The unveiling, announced Wednesday, includes $50 million in capital to further the company’s ongoing development work, which includes 15 drug leads in a single year. Those drug leads are expected to result in up to four applications to the FDA to enter human trials over the next two years. 

Empress Therapeutics CEO Jason Park told Fierce Biotech that the concept for the company spawned some six years ago, with a simple question at the forefront: How could genetics speed up small-molecule drug creation? 

The answer for much of Empress’ early work has existed in the microbe, a tiny organism that exists in the body by the dozens of trillions. Microbial cells served as genetic artifacts through which Empress has been able to build a database of genes that code for potential compounds worth drugging.

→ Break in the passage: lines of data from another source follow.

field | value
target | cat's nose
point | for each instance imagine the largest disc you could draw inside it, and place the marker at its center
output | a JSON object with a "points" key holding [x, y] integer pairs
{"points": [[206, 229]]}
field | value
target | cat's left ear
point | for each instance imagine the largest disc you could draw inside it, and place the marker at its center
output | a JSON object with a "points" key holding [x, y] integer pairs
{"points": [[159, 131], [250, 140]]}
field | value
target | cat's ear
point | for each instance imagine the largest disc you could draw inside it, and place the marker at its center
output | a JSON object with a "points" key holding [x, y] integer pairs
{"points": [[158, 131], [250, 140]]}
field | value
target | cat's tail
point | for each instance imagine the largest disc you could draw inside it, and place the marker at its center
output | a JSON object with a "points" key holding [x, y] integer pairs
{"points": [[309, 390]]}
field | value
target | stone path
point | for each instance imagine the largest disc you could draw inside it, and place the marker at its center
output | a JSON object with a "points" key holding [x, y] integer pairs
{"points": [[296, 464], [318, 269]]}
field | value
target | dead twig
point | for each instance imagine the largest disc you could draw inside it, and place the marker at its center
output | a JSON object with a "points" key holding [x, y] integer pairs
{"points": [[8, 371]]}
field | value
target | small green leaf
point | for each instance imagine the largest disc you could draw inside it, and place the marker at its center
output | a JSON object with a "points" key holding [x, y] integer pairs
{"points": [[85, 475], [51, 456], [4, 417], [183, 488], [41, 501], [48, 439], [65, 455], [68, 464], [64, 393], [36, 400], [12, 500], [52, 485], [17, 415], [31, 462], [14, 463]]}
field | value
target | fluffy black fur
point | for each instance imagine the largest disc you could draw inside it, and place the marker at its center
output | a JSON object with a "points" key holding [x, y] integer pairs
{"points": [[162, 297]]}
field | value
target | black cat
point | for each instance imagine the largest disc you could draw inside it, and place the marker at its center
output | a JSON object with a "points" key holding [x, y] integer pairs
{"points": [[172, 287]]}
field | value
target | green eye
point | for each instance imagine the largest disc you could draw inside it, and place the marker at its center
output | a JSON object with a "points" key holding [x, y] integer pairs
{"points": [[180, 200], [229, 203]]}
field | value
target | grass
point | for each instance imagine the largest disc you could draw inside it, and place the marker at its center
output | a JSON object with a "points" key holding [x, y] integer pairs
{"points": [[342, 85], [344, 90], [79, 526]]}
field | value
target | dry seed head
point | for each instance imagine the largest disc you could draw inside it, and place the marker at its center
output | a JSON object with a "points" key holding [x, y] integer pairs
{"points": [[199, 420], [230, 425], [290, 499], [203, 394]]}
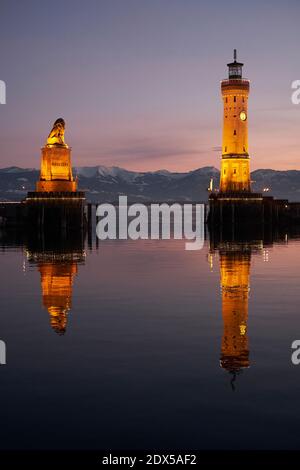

The targets the company has landed on include ion channels, cytokines, enzymes and G protein-coupled receptors.

“We have this tool to reach into this evolutionary databank, essentially, of R&D that's been taking place inside of humans since the dawn of time,” Park said. 

What that database enables is a reverse identification of potentially druggable compounds; instead of sifting through the compounds themselves, Empress taps into the genetic code that produces the compounds to map where they could be. It’s to that process Park credits the speed at which the company has been able to land on its early list of front-runners, which could be aimed at a plethora of indications including immunology, oncology, neurology, metabolic and pain disorders. 

The potential of the platform has drawn in Murray McKinnon, Ph.D., who previously was the global leader of Janssen's World Without Disease Accelerator and head of immunosciences for the accelerator. Park recounted that when McKinnon was introduced to Empress he said, "I haven't seen anything like this." 

None of the 15 drug leads today have been tested in nonhuman primates, but some have undergone toxicology studies in rats, Park said. He added that the $50 million should give the company time to choose multiple development candidates and push some into the clinic before the biotech prioritizes more financing. 

"Obviously, like every other biotech company, at some point, once you get into the clinic, you got to raise more money because clinical trials are very expensive,” he said. “We’re very excited because it's so efficient, that we got a lot of flexibility.” 

The efficiency is sourced to the company’s relatively low head count, with 30-35 employees behind the current number of drug leads. But Park expects that number to grow in light of the new financing and growing partnering aspirations. 

“We'll have to grow the team as we advance to the clinic, as we consider doing partnering,” he said. Park added that conversations with potential pharma suitors are already underway.